Druitt took the book and hastily scanned it. The Keek'enkay was a mammal, native to Central and South America. Less than five, it was thought, existed in the wild. None in captivity. Dog like in size and appearance, but hairless and equipped with gills on the sides of its head and a barbed tail that emitted a toxin designed to stun and disorient its prey. They were thought to frequent the cenotes of the Yucatán, chasing wildlife into the darkened sink holes and then diving in to retrieve them.

He slammed the book shut and dropped it on the table. "I'm off."

"Wait!" Henry said, reaching for something across the table. "Take this with you. It's a satellite phone. Contact us when you get there. Maybe we can help."
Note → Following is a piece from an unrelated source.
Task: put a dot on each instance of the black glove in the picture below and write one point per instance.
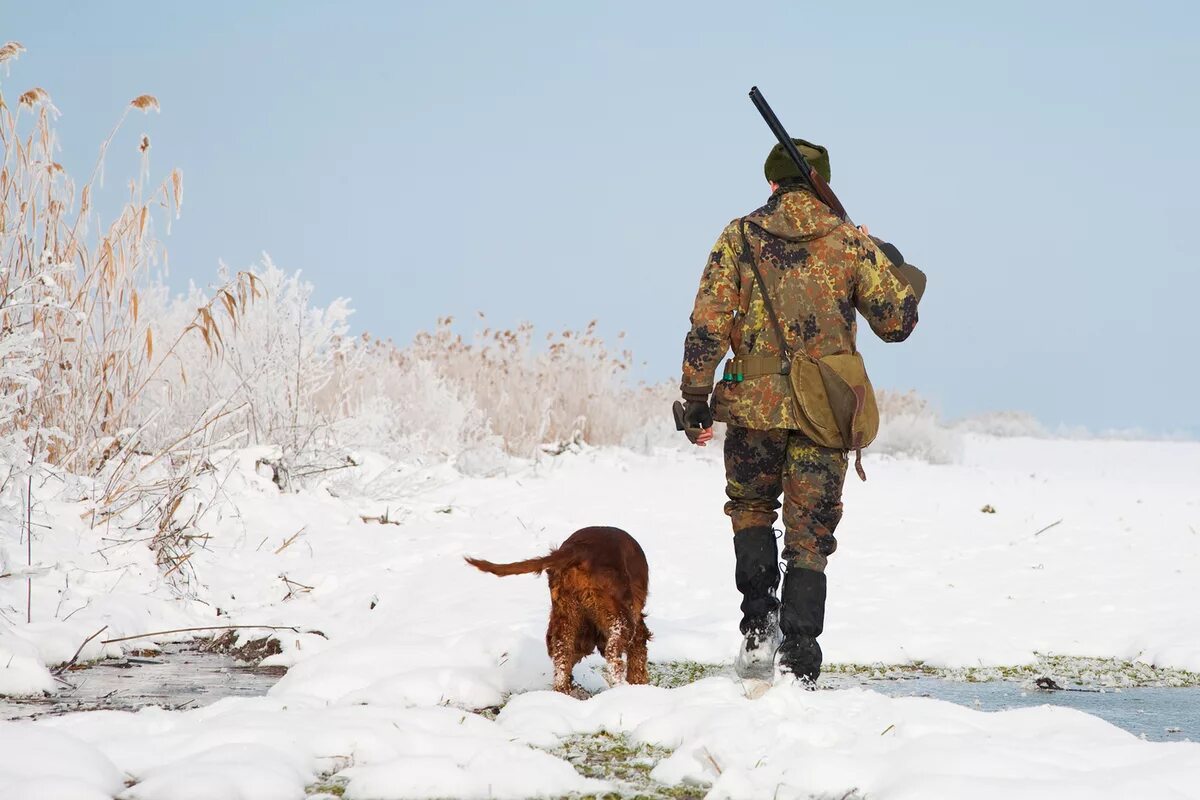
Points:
(693, 419)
Druitt looked at him but didn't respond. Given what he'd seen so far, Helen's rag-tag team had little to offer in the way of assistance. Nevertheless, he grabbed the device, stuck it in his inner pocket, and in a flash of light he was gone.

Henry looked across the room at Will.

"Did you catch all that?" he asked.

"Yeah."

They didn't have to say a word. They both knew what the other was thinking. They'd just sent Jack the Ripper on a rescue mission.